Bij besluit van 10 december 2013 is afwijzend beslist op het verzoek om bevordering. Daaraan is ten grondslag gelegd dat de beoordeling niet voldoet aan de norm van ‘80% uitstekend’.
1.8. Bij besluit van 8 augustus 2014 (bestreden besluit) heeft de korpschef het bezwaar tegen het besluit van 10 december 2013 ongegrond verklaard.
2. Bij de aangevallen uitspraak heeft de rechtbank het beroep ongegrond verklaard.
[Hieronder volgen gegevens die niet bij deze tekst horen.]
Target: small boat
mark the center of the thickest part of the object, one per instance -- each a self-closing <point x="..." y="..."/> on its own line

Daaraan ligt, samengevat, ten grondslag dat de korpschef met de invulling van het beleid waarbij het geheel van de functievervulling voor 80% met ‘uitstekend’ (4) gewaardeerd moet zijn geen onredelijke uitleg gegeven aan het begrip ‘boven de norm’.
3. Appellant heeft in hoger beroep aangevoerd dat de rechtbank ten onrechte heeft geoordeeld dat een juiste invulling is gegeven aan het criterium ‘boven de norm’.
4. De Raad komt tot de volgende beoordeling.
4.1. Onder verwijzing naar de uitspraken van 30 juli 2015 (ECLI:NL:CRVB:2015:2551 en ECLI:NL:CRVB:2015:2552) en 19 mei 2016 (ECLI:NL:CRVB:2016:1850) is de Raad van oordeel dat de beheerders van de voormalige politiekorpsen de bevoegdheid toekwam een nadere invulling te geven aan het begrip ‘boven de norm’ en dat de in dit geval daaraan gegeven nadere invulling in de vorm van een rekenkundig criterium - ten minste 80% van de competenties met de score ‘uitstekend’ (4) - binnen de grenzen van een redelijke beleidsbepaling is gebleven. Het hoger beroep slaagt niet.
4.2.
Uit het voorgaande volgt dat de aangevallen uitspraak dient te worden bevestigd.
5. Voor een proceskostenveroordeling bestaat geen aanleiding.

BESLISSING

De Centrale Raad van Beroep bevestigt de aangevallen uitspraak.
Deze uitspraak is gedaan door C.H. Bangma, in tegenwoordigheid van L.V. van Donk als griffier. De beslissing is uitgesproken in het openbaar op 20 juli 2017.